Die Suche nach dem rechten Maß

Die internationale Finanzkrise kommt nicht zum Stillstand. Ganz im Gegenteil: Immer neue Risiken werden öffentlich, traditionsreiche Banken und Versicherungen gehen unter, werden filetiert, verkauft oder verstaatlicht. Viele einst hochbezahlte Bankmanager stehen vor dem beruflichen Aus. Der jüngste, über 700 Milliarden Dollar schwere Rettungsplan der US-Regierung ist nach den Interventionen der Europäischen Zentralbank und der amerikanischen Notenbank, die gewaltige Summen in die Märkte gepumpt haben, der nächste Stabilisierungsversuch.
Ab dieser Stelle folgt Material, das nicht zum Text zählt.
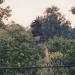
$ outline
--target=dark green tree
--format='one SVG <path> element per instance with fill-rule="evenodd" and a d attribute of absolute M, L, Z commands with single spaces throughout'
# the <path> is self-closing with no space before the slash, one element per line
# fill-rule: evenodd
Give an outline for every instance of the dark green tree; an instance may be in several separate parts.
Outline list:
<path fill-rule="evenodd" d="M 42 48 L 33 42 L 29 30 L 19 24 L 7 25 L 4 29 L 0 29 L 0 67 L 8 68 L 2 69 L 3 74 L 16 75 L 18 72 L 29 74 L 31 69 L 26 70 L 22 67 L 36 66 L 35 61 L 38 59 L 39 62 L 42 55 Z"/>
<path fill-rule="evenodd" d="M 47 8 L 45 15 L 37 17 L 36 21 L 39 21 L 42 29 L 42 36 L 44 40 L 48 40 L 49 37 L 63 36 L 64 38 L 71 37 L 71 23 L 66 20 L 65 17 L 59 12 L 59 8 L 52 6 Z M 33 23 L 32 23 L 33 24 Z"/>

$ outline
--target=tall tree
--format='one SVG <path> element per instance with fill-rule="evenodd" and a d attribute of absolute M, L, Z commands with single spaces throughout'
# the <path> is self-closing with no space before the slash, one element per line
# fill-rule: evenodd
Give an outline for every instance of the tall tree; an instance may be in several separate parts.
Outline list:
<path fill-rule="evenodd" d="M 43 34 L 42 39 L 47 40 L 49 37 L 52 38 L 54 36 L 70 38 L 72 29 L 70 26 L 71 23 L 59 12 L 59 8 L 55 6 L 47 8 L 45 15 L 42 17 L 37 17 L 36 21 L 39 21 L 41 24 Z"/>

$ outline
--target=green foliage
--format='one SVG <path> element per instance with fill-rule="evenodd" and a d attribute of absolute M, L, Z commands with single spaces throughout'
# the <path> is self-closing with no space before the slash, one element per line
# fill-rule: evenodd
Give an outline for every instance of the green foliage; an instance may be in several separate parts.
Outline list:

Die Erfolgsaussichten sind zum jetzigen Zeitpunkt schwer einschätzbar; die Kernschmelze ist keineswegs abgewendet.

 Kapitalismus am Ende?
 
In dieser komplizierten Gemengelage wird die Grundsatzfrage gestellt: Hat der Kapitalismus versagt? Ist das marktwirtschaftliche System am Ende?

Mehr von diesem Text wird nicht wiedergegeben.